OK for my purposes ‘within the same upload session’ would be sufficient and an important improvement. Where would such a cache logically hook into the code?

Also I would like to mostly retract what I said above about renaming triggering mtime change, as it only will if the program in question rewrites the file. Desirable outcomes of having this inode->(metadata,object id) cache persisted include being able to deal with directories being moved around wholesale or files being renamed by tools like mv. However, if we’re uncomfortable persisting it, that matters less to me as the operation I currently have running will take about 28 days or more at present speeds which seems like enough time to fix up the simple patch.

Finally, would you consider adding inode to the metadata for cache hits generally? i.e. name/inode/size/mtime instead of just name/size/mtime? I am not really comfortable with the idea that if I tar/untar a directory repeatedly kopia will not re-hash the rewritten tree. I would expect it to.

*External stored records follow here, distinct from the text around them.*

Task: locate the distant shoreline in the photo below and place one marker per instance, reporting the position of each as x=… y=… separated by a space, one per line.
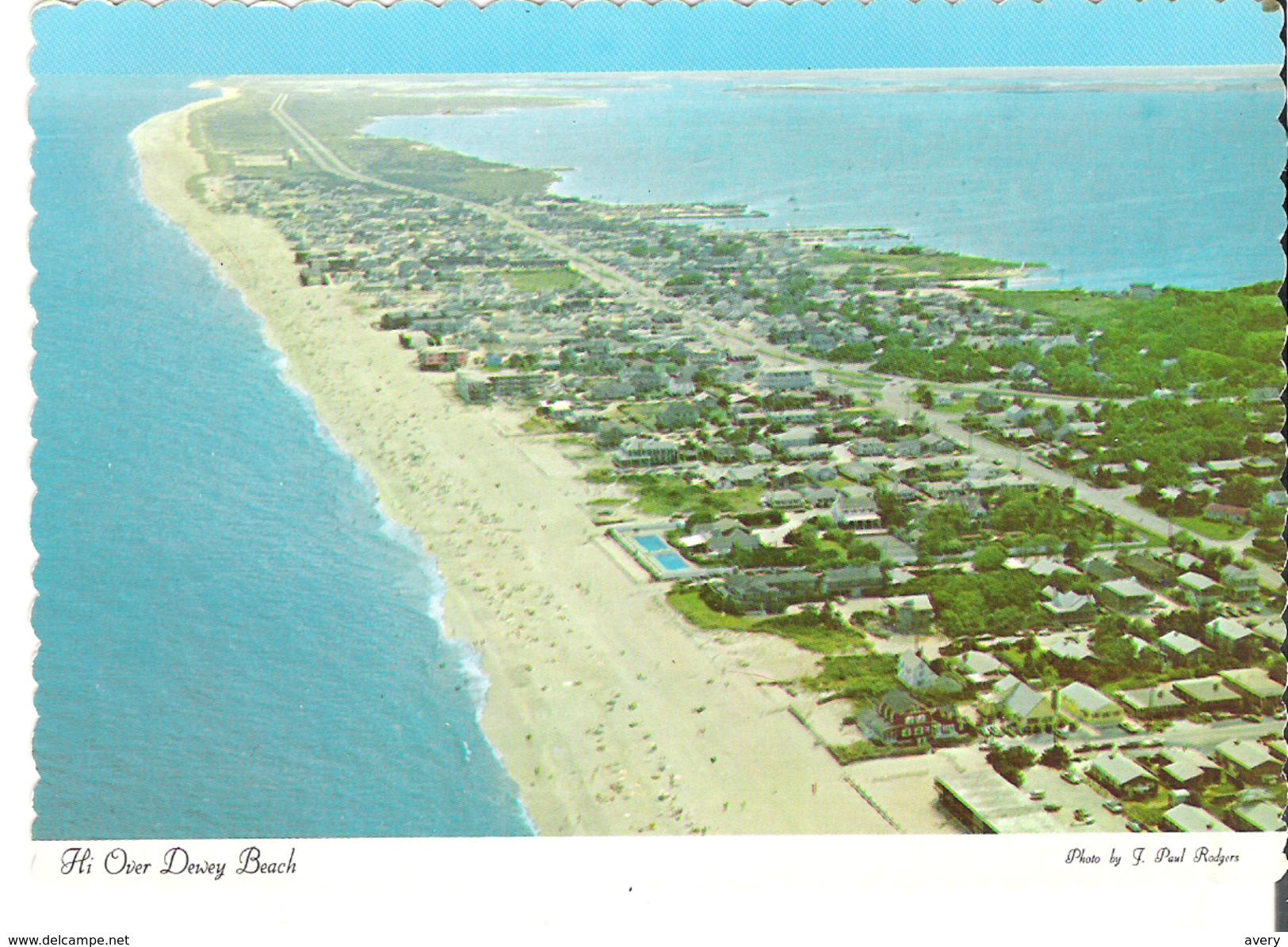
x=594 y=678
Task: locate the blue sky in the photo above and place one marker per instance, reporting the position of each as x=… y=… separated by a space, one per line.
x=189 y=37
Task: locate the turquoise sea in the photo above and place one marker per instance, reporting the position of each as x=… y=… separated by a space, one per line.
x=235 y=640
x=1109 y=181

I’m maybe also confused about the build process. I cloned the repo and ran make and got:

$ ls dist/testing_darwin_amd64/
kopia.exe		testingaction.exe

Turns out these files are MacOS CLI executables but the naming really surprised me. Are they meant to be named .exe and all is well, or is my environment misconfigured in some way? Tests looked like they passed, though I didn’t watch the output too closely.

As near as I can tell, you’re suggesting modifying findCachedEntry in upload.go to allow a cache hit on a new in-memory cache. Is that the spot you mean?

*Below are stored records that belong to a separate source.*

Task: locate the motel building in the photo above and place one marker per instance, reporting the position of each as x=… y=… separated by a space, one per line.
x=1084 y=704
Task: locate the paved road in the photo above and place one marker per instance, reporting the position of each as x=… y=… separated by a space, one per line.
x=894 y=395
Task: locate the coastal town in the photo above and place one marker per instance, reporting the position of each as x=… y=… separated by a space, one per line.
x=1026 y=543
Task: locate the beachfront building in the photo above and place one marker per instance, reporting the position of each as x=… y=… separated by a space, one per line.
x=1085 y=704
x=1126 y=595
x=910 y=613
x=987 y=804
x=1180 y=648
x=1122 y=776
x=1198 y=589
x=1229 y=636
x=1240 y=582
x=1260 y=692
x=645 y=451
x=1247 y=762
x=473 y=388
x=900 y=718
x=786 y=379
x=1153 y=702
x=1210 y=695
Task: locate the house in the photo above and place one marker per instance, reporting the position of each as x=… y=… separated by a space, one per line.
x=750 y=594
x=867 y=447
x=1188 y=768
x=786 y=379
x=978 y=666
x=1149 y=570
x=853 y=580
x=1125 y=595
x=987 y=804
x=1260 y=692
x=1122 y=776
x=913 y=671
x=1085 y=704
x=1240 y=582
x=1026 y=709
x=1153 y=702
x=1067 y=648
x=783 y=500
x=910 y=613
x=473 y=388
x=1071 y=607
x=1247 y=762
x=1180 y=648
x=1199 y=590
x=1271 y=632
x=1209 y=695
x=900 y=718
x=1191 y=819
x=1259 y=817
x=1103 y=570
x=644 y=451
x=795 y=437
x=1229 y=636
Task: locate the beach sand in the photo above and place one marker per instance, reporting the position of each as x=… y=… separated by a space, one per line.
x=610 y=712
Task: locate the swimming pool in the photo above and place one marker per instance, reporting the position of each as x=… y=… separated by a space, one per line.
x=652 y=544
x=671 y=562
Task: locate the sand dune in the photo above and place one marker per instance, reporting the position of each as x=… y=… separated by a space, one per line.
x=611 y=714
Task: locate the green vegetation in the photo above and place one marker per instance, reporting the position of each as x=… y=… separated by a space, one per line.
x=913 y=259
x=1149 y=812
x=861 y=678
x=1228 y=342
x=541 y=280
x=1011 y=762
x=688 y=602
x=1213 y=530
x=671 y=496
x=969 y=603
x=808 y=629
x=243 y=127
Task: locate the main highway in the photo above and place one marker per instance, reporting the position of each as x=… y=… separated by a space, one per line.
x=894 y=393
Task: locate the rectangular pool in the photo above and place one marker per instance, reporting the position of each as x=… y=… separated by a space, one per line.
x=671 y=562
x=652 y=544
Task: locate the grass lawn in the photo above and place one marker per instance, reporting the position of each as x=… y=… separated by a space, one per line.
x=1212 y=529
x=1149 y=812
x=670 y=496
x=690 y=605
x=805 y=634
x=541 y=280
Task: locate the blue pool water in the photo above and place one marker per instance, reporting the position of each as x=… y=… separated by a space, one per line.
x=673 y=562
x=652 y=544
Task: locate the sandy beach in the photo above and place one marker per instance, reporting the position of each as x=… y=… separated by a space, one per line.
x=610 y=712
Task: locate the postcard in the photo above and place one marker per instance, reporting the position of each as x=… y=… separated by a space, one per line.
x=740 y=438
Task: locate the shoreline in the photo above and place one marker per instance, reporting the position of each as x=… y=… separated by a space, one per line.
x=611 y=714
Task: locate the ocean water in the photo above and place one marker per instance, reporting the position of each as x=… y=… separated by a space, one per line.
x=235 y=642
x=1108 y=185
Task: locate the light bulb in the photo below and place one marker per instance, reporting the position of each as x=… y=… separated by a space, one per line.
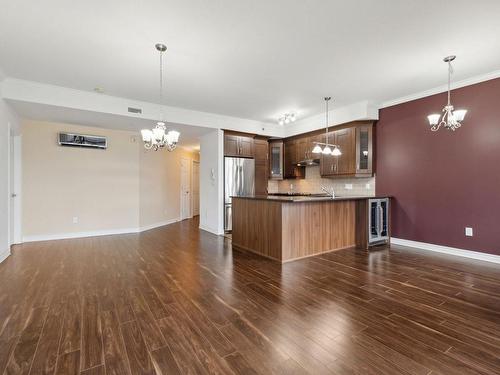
x=317 y=149
x=433 y=119
x=159 y=133
x=146 y=135
x=173 y=136
x=336 y=151
x=459 y=114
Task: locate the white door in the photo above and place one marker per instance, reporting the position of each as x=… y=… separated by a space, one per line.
x=185 y=189
x=195 y=182
x=16 y=207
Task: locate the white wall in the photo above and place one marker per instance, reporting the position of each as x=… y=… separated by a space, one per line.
x=212 y=182
x=8 y=122
x=159 y=186
x=122 y=189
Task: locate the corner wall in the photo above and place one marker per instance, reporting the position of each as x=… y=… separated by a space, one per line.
x=212 y=182
x=443 y=181
x=7 y=118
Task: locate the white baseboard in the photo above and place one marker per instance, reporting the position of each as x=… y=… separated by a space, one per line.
x=107 y=232
x=4 y=255
x=447 y=250
x=159 y=224
x=207 y=229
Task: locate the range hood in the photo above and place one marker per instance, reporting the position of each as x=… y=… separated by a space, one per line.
x=308 y=162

One possible approach: in local_fs.go:newEntry record an inode → names map (call it aliases or something like that). Then in findCachedEntry look not only for the name of the file as it does today, but also for the names of all the aliases of the file.

This doesn’t seem particularly elegant to me, but does seem similar to the seemingly global table of Entries that is sorted by name to enable finding prior entries by filename; I essentially want a mapping from inodes to those names so that the lookup being done in findCachedEntry can work as before without perturbing the code too much.

It also introduces a new call to os.Stat, which as far as I can see the current code never does.

BTW. When developing make install is the command I use the most - it installs kopia to ~/go/bin

Alternatively make kopia will just place the command in dist/kopia_darwin_universal/kopia

The exe you found was a special testing-only binary with some test hooks enabled (and it’s called .exe because on windows they must be called that and I was lazy).

Happy to discuss in a PR if you prefer (over the weekend is when I have most time to work on Kopia)

I can make a PR once I have a vague idea of how you want it to work. Just suggesting which functions you’d prefer to see modified would be plenty of direction. I’ll check back on the weekend for updates.

BTW, it’s important that this considers different OSes and filesystems, including ones in which inodes are non-existent (Windows) or non-durable (kept only in RAM, like FUSE filesystems). The metadata structure will out of necessity be a least common denominator with OS-specific extensions.

I was thinking about this approach a more, and I would try the following approach:

  1. Define optional interface (HasInode) with one method GetInode() and implement this on localfs Entry only (so inode numbers would not be persisted in the repository).

  2. In each upload session we’d have a map/cache “(dev,rdev,inodeNumber) → *snapshot.DirEntry”

When we encounter an entry, we first check previous snapshot cache, if it’s there - reuse it.
Next (optionally, flag-protected), we’d consult the inode map and if an entry with the same (dev,rdev,inode) is there and size/mtime still matches, we reuse the dir entry.

The big problem with this approach is memory bloat, we’d necessarily keep all directory entries in RAM for the duration of the upload, that’s why this is not applicable always and should be opt-in.

There are several approaches to keep memory usage in check - we can limit the inode caching behavior to N directory levels, have some kinds of bounded LRU cache where if we run out of memory oldest items will start dropping out, etc.

Overall, it’s an interesting and non-trivial project. I’d be glad to accept this into Kopia and happy to help develop it.